As an Element, root has a tag and a dictionary of attributes:
>>> root.tag
'data'
>>> root.attrib
{}
It also has children nodes over which we can iterate:
>>> for child in root:
... print(child.tag, child.attrib)
...
country {'name': 'Liechtenstein'}
country {'name': 'Singapore'}
country {'name': 'Panama'}
Children are nested, and we can access specific child nodes by index:
>>> root[0][1].text
'2008'
備註
Not all elements of the XML input will end up as elements of the
parsed tree. Currently, this module skips over any XML comments,
processing instructions, and document type declarations in the
input. Nevertheless, trees built using this module's API rather
than parsing from XML text can have comments and processing
instructions in them; they will be included when generating XML
output. A document type declaration may be accessed by passing a
custom TreeBuilder instance to the XMLParser
constructor.
Pull API for non-blocking parsing¶
Most parsing functions provided by this module require the whole document
to be read at once before returning any result. It is possible to use an
XMLParser and feed data into it incrementally, but it is a push API that
calls methods on a callback target, which is too low-level and inconvenient for
most needs. Sometimes what the user really wants is to be able to parse XML
incrementally, without blocking operations, while enjoying the convenience of
fully constructed Element objects.
The most powerful tool for doing this is XMLPullParser.
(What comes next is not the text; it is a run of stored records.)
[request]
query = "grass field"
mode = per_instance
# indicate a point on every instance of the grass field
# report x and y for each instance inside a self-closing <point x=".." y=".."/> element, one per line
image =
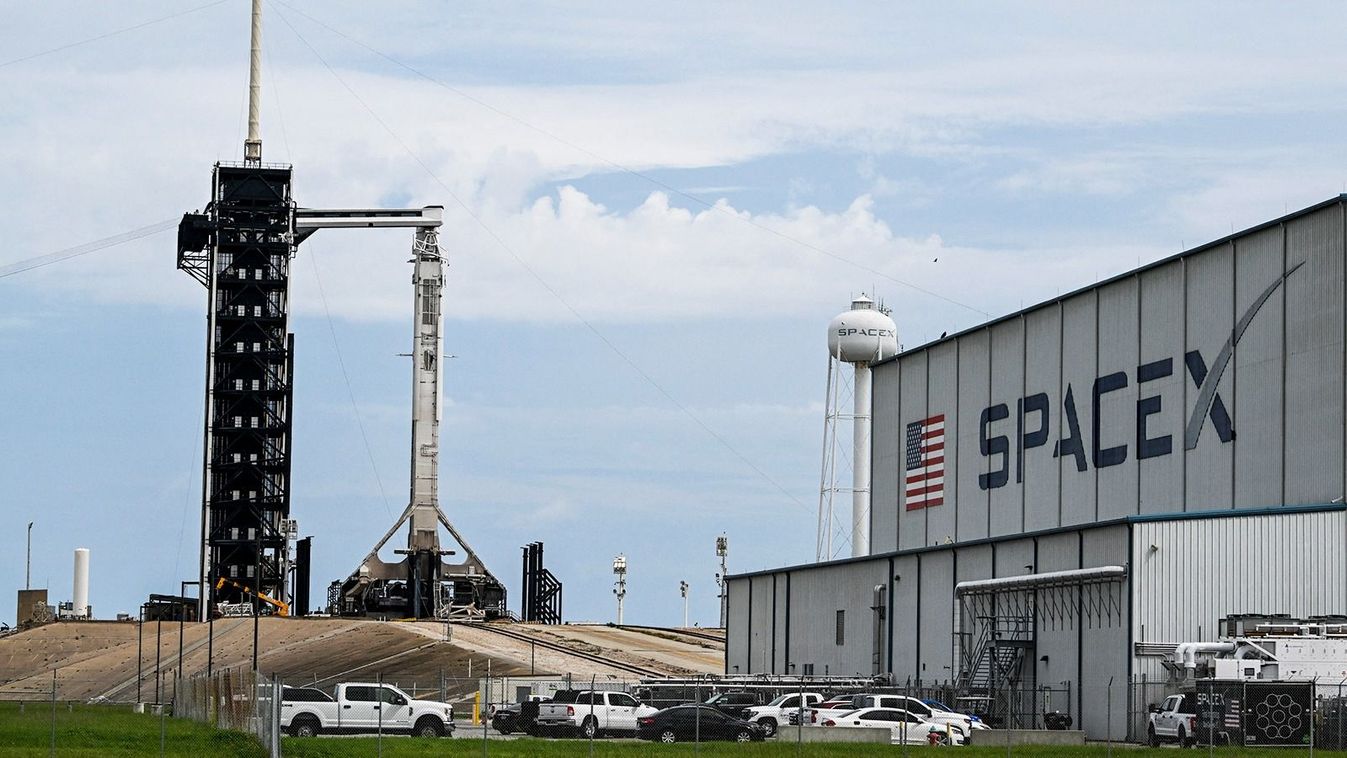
<point x="113" y="731"/>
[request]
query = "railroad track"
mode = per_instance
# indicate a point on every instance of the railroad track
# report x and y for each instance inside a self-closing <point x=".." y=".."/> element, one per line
<point x="674" y="630"/>
<point x="559" y="648"/>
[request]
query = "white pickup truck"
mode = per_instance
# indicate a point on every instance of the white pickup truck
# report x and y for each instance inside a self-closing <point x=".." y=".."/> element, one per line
<point x="361" y="707"/>
<point x="1173" y="720"/>
<point x="592" y="714"/>
<point x="779" y="711"/>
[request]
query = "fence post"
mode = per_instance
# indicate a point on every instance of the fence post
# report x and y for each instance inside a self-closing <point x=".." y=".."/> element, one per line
<point x="53" y="712"/>
<point x="907" y="692"/>
<point x="1313" y="702"/>
<point x="1107" y="718"/>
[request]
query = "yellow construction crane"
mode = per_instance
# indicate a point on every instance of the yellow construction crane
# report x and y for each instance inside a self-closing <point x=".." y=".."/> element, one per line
<point x="282" y="607"/>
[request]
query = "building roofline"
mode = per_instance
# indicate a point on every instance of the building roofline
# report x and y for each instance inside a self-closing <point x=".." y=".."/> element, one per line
<point x="1165" y="260"/>
<point x="1124" y="521"/>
It does not
require a blocking read to obtain the XML data, and is instead fed with data
incrementally with XMLPullParser.feed() calls. To get the parsed XML
elements, call XMLPullParser.read_events(). Here is an example:
>>> parser = ET.XMLPullParser(['start', 'end'])
>>> parser.feed('<mytag>sometext')
>>> list(parser.read_events())
[('start', <Element 'mytag' at 0x7fa66db2be58>)]
>>> parser.feed(' more text</mytag>')
>>> for event, elem in parser.read_events():
... print(event)
... print(elem.tag, 'text=', elem.text)
...
end
mytag text= sometext more text
The obvious use case is applications that operate in a non-blocking fashion where the XML data is being received from a socket or read incrementally from some storage device. In such cases, blocking reads are unacceptable.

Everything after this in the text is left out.